SATURDAY, MAY 20, 1995

In the last two weeks, members of the Kenya’s ruling party have burned prominent paleontologist Richard Leakey in effigy and vilified him as a colonialist, an atheist, an incompetent “white man.”

Leakey’s transgression: He announced he is involved in forming a new political party.

The campaign of condemnation against the 50-year-old Leakey turned more threatening Thursday when more than 100 Masai warriors with machetes, clubs and swords surrounded his home in the Ngong Hills southwest of Nairobi.

The daily East African Standard reported Friday that the confrontation was led by members of the ruling party of President Daniel arap Moi.

Neither Leakey nor his wife was at home at the time; they were reported visiting London.

The incident came just a day after armed Masai tribesman occupied a courthouse in support of William Ntimama, a local government minister and a key supporter of the president.

Ntimama had been accused in a civil suit of inciting the Masai to oust members of other tribes from the Rift Valley during recent ethnic disturbances. After the invasion, the attorney general ordered the case against Ntimama thrown out.

It was against the backdrop of the violence and political repression that Leakey announced May 7 he was joining in the formation of a new opposition party.

Leakey accused Moi’s government of mismanagement and corruption, and said a new political party is needed due to “government failings and the increasing frustration everywhere over the performance of the leaders of the opposition.” Since then, Moi has publicly criticized Leakey at least four times, calling him an atheist who would find it “extremely difficult to relate to God-fearing Kenyans.”

Moi also said Leakey is a colonialist and that he had failed as director of the Kenya Wildlife Service.
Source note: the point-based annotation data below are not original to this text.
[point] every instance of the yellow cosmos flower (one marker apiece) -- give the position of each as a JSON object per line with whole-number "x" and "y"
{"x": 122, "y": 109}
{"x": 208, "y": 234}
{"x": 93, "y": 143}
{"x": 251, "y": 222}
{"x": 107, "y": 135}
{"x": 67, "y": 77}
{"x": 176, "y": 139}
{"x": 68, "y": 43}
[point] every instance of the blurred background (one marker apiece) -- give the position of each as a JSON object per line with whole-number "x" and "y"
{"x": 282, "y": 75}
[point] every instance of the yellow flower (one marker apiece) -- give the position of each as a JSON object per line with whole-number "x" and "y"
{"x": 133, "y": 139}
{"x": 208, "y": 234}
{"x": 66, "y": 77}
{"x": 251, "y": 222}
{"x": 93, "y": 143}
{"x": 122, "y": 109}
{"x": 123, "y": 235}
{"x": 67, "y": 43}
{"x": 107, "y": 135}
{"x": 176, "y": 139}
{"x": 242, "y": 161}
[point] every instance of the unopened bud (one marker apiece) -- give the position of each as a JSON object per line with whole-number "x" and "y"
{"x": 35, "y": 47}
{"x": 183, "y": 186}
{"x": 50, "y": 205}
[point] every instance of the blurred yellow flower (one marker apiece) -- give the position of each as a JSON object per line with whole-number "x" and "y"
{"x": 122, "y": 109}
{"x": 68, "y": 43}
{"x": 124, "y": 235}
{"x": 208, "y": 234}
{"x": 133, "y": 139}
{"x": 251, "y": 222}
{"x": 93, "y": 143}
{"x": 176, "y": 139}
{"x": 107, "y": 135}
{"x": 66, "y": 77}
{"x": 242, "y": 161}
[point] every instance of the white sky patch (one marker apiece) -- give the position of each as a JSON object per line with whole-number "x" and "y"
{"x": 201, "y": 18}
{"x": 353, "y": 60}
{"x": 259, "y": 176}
Moi had named Leaky to the post in 1989, and Leaky was credited with ending years of mismanagement before resigning last year, saying a campaign of vilification and government-ordered changes in the service had made his job impossible.

“White people tell us change, change, change,” Moi said at a rally early this week. “They are urging us to have political reforms.”

“Even Leakey, a white man, comes and tells us: I want to remove you,” said Moi.

The campaign against Leakey goes into the ranks of Moi’s Kenyan African National Union.

Secretary-general Joseph Kamotho, who is also the education minister, said the formation of a new party is sinister and should be investigated. A lower level party official burned Leakey in effigy and urged other party faithful to do likewise.